治療を続けていくなかで、疑問に思ったり、不安や焦りを感じたりしたとき、看護師のアドバイスや手助けが非常に心強く感じられます。がん化学療法看護認定看護師の横田宜子さん(原三信病院 看護部 がん化学療法看護認定看護師)に、多発性骨髄腫のチーム医療のなかで看護師がどのような役割を担っているのか、また患者さんをどのように支えていらっしゃるのかなどについてお話を伺いました。

応用編

安心して治療を続けるために

横田宜子 さん
原三信病院 看護部 がん化学療法看護認定看護師

看護師からのメッセージ

看護師は橋渡し役なので、なんでも相談してください

私たち看護師は、いわば“専門性のない専門職”です。治療のほか、患者さんの日常生活のケアやリハビリなどにもかかわっていますし、また患者さん、患者さんを支えている医療スタッフとご家族の間の“橋渡し”、あるいは“潤滑油”としての役目も担っています。先生に相談しにくい場合や誰に聞けばよいかわからない場合などは、いつでも看護師に相談してください。「この薬はどうやって飲むんだっけ」など、些細なことでもかまいません。一人ではなかなか乗り越えられないこともありますが、先生だけではなく、看護師も薬剤師もリハビリの先生も、必要なときはみんなでサポートしますので安心して治療を続けていきましょう。

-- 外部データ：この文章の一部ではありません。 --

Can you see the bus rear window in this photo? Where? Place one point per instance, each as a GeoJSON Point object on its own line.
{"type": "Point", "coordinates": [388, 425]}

また、多発性骨髄腫はなかなか治りにくい病気ですが、あきらめずに、意欲をもち続けて治療を受けていただきたいと思います。続けることで、しっかりと骨髄腫細胞を減らすことが、よい状態を長く続けることにつながるからです。一方、病気の状態や体調がよくなってくると、病気のことや、治療を継続しないといけないことが、わずらわしく思ってしまうこともあるかもしれません。そんな時こそ「治療や健康管理を続けているからこそ、調子がいいんだ」ということを忘れないようにしましょう。感染予防については厳しく考え過ぎずに、基本的な手洗いやうがいなどでよいと思います。発熱などの気になる症状がみられたら、すぐ受診するといったように、生活していくことが大切です。